Secretary of State Colin Powell is the highest-ranking US official scheduled to take part. Other American officials on the roster include Treasury Secretary Paul H. O'Neill, Environmental Protection Administrator Christine Todd Whitman, Homeland Security Director Thomas J. Ridge, Former President Bill Clinton and Senator Hillary Rodham Clinton.

Also scheduled to take part are 43 leaders and other representatives of the world's leading religions, a much larger representation than at prior WEF meetings. Among their number are at least eight Muslim leaders along with the Chief Rabbi of Israel, Ravi Shankar and Desmond M. Tutu.

"It is clear that the world's religions play a central role in societies around the world," said Klaus Schwab, founder and President of the Forum. 'We believe that religious leaders can make an invaluable contribution to our multi-stakeholder dialogue as we address the major challenges on the global agenda." "When we were planning this meeting," said Donna Redel, a Managing Director of the Forum and head of its Center for Global Industries, "in the aftermath of Sept. 11 and in the midst of an anthrax scare in New York, we could hardly have imagined the level of participation we're looking at today. It's clear that our members feel that this meeting is both necessary and important at this time."

The program for this meeting will also differ from those of the past, according to Frédéric Sicre, another Managing Director and head of the Forum's Center for Regional Strategies.
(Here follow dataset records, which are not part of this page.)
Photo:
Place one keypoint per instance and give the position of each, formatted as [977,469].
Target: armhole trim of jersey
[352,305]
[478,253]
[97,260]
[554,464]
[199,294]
Many sessions that would have been handled as panel discussions, he said, will be workshops to "allow participants to debate key concepts and share valuable insights with peers on leadership and management issues and to explore the business, government and civil-society perspectives on common challenges."

"We created a brand new program for this Annual Meeting," said Schwab, "a program designed to stimulate discussion and provide insights that will help us better cope with the fragility of our times."

"Business and political leaders are now more aware of the vulnerability of our societies, our economies and our companies," says the Annual Meeting's Program Preview. "Security has become--and will remain for the foreseeable future--a major concern Š High on the agenda of the Annual Meeting 2002 is to get stakeholders of the international community--coming from government, business, civil society, academia and the media--to work together more effectively to ensure that the much-publicized notions of a clash of cultures, lifestyles and civilizations does not become a self-fulfilling prophecy."

Accordingly, "achieving security, addressing vulnerabilities" is one of the six "challenges" that the meeting will focus on, and "sharing values and respecting differences" is another. The other challenges are: "restoring sustained growth," "redefining business challenges," "reducing poverty and achieving equity" and "reevaluating leadership and governance."